The recurrence rate of PC is very high. More than 50% PC patients will usually relapse within 2–3 years after the first surgical intervention, and the recurrence rate within 2–3 years is 33–78% [18, 22]. However, a long recurrence-free interval of 23 years has also been reported [18]. Positive prognostic factors related to a low recurrence rate of PC include biochemical remission, low T stage, no lymph node invasion, and a Ki-67-labeling index (LI) of < 10%, while factors with a higher recurrence rate include vascular invasion [7]. Some studies also found that the age of diagnosis and tumor size of PC were the main prognostic factors affecting survival [18], and the poor prognosis of patient 1 might be related to it. The progression of PC is slow and the long-term survival rate of patients is considerable, with the 5- and 10-year survival rates being 70–91% and 49–77%, respectively [5, 7, 15, 22]. Patients with PC should be monitored for life to identify any evidence of local recurrence or metastasis at an early stage. Blood calcium and PTH levels should be monitored every 3 months during the first 3 years, then every 6 months until the 5th year, and annually thereafter. In addition, PC patients should undergo at least one neck ultrasound examination every year [18].

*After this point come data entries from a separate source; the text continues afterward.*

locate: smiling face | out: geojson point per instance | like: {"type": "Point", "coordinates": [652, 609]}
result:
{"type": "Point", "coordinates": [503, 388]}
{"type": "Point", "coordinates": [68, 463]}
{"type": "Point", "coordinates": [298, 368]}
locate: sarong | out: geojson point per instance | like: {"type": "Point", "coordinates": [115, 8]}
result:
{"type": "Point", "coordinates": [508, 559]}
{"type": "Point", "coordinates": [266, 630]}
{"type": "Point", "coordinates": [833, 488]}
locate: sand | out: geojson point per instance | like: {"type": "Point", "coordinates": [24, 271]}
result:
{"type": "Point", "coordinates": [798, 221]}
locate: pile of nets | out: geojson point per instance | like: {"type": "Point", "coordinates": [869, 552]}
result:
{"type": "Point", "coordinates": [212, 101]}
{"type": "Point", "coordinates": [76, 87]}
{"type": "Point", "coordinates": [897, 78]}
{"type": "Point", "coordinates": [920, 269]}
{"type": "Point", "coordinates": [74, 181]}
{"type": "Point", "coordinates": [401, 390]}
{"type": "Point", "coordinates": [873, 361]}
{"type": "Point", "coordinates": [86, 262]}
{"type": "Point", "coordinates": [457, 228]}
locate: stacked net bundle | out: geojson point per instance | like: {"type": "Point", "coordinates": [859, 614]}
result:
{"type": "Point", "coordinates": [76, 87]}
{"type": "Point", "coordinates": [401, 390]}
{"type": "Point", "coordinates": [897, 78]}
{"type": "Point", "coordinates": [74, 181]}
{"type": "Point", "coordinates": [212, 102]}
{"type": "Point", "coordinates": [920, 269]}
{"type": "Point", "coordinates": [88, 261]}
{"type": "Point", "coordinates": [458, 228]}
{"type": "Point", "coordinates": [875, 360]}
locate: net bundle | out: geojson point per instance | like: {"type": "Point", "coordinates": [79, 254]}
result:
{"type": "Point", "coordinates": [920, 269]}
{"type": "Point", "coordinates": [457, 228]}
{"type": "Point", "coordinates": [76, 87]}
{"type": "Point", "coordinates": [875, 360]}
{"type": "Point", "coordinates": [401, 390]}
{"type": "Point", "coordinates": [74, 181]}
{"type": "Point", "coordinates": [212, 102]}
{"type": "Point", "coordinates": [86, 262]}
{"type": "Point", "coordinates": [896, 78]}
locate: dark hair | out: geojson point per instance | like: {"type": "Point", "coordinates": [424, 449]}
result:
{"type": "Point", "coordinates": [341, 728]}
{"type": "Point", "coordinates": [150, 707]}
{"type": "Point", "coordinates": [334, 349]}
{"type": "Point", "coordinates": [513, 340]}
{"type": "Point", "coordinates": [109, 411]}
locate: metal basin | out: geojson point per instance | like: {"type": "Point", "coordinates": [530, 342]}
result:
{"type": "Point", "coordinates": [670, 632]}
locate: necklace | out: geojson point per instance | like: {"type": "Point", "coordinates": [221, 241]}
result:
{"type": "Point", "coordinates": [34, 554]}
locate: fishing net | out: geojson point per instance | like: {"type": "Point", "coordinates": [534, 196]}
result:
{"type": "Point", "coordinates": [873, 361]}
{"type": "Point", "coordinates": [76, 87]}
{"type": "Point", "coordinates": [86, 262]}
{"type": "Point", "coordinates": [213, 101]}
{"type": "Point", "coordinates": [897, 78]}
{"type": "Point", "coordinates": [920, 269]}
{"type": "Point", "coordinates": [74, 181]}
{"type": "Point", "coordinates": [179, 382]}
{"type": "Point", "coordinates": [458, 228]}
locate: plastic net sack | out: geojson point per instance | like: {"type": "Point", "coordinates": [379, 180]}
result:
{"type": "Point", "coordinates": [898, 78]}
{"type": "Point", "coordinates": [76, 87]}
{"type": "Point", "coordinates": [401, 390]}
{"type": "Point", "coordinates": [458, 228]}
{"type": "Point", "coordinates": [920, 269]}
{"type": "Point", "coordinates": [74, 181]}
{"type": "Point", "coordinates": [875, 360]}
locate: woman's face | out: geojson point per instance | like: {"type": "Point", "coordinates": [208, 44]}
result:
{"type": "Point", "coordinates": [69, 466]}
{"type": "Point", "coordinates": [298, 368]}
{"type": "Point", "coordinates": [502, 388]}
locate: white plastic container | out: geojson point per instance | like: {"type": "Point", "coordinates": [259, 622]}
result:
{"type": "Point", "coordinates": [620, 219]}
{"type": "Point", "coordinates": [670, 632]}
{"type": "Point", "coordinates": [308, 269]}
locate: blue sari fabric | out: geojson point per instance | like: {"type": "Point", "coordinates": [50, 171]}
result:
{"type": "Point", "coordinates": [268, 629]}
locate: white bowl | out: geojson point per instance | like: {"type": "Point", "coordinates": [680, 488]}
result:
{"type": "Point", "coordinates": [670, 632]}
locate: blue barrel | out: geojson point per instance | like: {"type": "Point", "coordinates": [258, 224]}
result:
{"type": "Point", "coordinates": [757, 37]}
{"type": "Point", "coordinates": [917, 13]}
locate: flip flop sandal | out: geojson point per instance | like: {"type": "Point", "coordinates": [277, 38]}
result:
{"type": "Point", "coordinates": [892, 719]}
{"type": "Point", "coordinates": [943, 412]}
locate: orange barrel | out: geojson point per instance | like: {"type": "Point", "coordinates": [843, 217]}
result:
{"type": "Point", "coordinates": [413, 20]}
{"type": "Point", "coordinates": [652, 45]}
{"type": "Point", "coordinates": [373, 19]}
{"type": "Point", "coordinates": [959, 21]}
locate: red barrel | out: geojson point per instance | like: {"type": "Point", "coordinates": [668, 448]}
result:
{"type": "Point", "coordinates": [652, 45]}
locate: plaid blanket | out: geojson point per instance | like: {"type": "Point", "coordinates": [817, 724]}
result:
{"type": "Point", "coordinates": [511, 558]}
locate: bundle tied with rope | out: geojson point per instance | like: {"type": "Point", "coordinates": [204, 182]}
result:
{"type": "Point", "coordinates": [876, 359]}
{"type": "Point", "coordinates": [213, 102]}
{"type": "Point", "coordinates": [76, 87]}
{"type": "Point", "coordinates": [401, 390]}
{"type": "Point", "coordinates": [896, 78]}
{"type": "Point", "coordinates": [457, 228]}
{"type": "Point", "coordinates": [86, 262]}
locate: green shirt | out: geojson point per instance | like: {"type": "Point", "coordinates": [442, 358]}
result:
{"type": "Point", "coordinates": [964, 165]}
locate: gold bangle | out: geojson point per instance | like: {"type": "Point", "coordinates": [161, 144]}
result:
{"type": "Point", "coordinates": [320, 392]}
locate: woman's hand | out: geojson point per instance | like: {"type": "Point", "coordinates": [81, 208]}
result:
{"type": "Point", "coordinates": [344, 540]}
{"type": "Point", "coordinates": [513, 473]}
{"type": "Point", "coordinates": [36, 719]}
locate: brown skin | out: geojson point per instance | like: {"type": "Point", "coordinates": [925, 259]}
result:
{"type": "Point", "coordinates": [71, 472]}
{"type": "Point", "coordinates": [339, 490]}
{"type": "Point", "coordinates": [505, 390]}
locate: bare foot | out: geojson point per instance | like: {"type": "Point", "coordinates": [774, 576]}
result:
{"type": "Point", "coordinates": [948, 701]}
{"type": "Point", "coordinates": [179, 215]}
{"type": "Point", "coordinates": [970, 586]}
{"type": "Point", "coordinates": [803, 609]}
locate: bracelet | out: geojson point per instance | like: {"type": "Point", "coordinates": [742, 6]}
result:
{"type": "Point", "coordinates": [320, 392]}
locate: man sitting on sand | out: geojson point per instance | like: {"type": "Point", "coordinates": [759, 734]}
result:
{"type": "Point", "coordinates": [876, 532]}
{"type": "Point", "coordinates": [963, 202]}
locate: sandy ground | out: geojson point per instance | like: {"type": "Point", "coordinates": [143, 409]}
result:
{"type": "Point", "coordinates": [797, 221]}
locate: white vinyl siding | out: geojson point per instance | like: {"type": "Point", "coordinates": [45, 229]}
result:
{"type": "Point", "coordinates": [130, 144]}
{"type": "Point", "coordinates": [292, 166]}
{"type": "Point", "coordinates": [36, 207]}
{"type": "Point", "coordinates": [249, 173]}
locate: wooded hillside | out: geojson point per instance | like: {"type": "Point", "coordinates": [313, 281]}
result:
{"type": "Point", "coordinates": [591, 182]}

In our report, one case each of functioning and nonfunctioning PC were presented. The patients' clinical symptoms, laboratory results, treatment methods, and follow-up were consistent with the literature reported. Patient 1's tumor was huge which made the total resection range large; moreover, she was old, resulting in obvious postoperative complications and poor prognosis. She eventually died of severe respiratory tract infection and tracheal stenosis. Patient 2 had the rarer non-functional type of PC. She had a long recurrence-free interval owing to prompt imaging diagnosis and complete resection of the nodule at an early stage. Taken together, we believe that the surgical scope for patients with PC is the main factor affecting the survival prognosis. Tumor size and patient age may also be related to the overall prognosis. Detection and diagnosis at an early stage, as well as complete resection of the mass are the most critical factors for determining the prognosis. Furthermore, laboratory and imaging examination can detect the mass early and hence be used for follow-up examinations.